Here we are going to build a classifier to predict whether an animal from an animal shelter will be adopted or not (aac_intakes_outcomes.csv, available at: https://www.kaggle.com/aaronschlegel/austin-animal-center-shelter-intakes-and-outcomes/version/1#aac_intakes_outcomes.csv). You will be working with the following features:

1. *animal_type:* Type of animal. May be one of 'cat', 'dog', 'bird', etc.
2. *intake_year:* Year of intake
3. *intake_condition:* The intake condition of the animal. Can be one of 'normal', 'injured', 'sick', etc.
4. *intake_number:* The intake number denoting the number of occurrences the animal has been brought into the shelter.
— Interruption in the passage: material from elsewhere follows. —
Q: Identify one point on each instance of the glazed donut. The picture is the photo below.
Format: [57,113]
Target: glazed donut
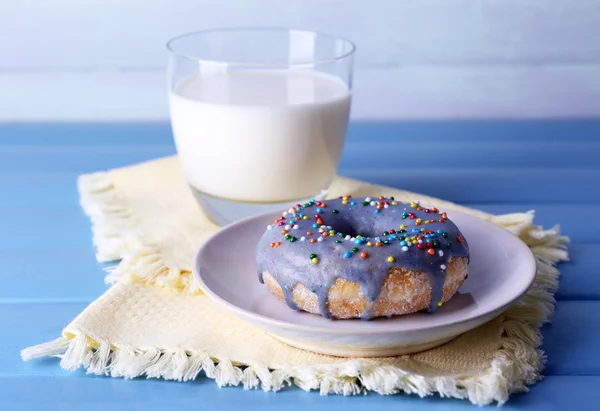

Values higher than 1 indicate the animal has been taken into the shelter on more than one occasion.
5. *intake_type:* The type of intake, for example, 'stray', 'owner surrender', etc.
6. *sex_upon_intake:* The gender of the animal and if it has been spayed or neutered at the time of intake
7. *age_upon\_intake_(years):* The age of the animal upon intake represented in years
8. *time_in_shelter_days:* Numeric value denoting the number of days the animal remained at the shelter from intake to outcome.
9. *sex_upon_outcome:* The gender of the animal and if it has been spayed or neutered at time of outcome
10. *age_upon\_outcome_(years):* The age of the animal upon outcome represented in years
11. *outcome_type:* The outcome type. Can be one of ‘adopted’, ‘transferred’, etc.

In [219]:
import numpy as np
import matplotlib.pyplot as plt
import pandas as pd
import scipy as sp
from itertools import combinations 
import ast
from sklearn.linear_model import LogisticRegression
import seaborn as sn
%matplotlib inline

data_folder = './data/'

### A) Load the dataset and convert categorical features to a suitable numerical representation (use dummy-variable encoding). 
- Split the data into a training set (80%) and a test set (20%). Pair each feature vector with the corresponding label, i.e., whether the outcome_type is adoption or not. 
- Standardize the values of each feature in the data to have mean 0 and variance 1.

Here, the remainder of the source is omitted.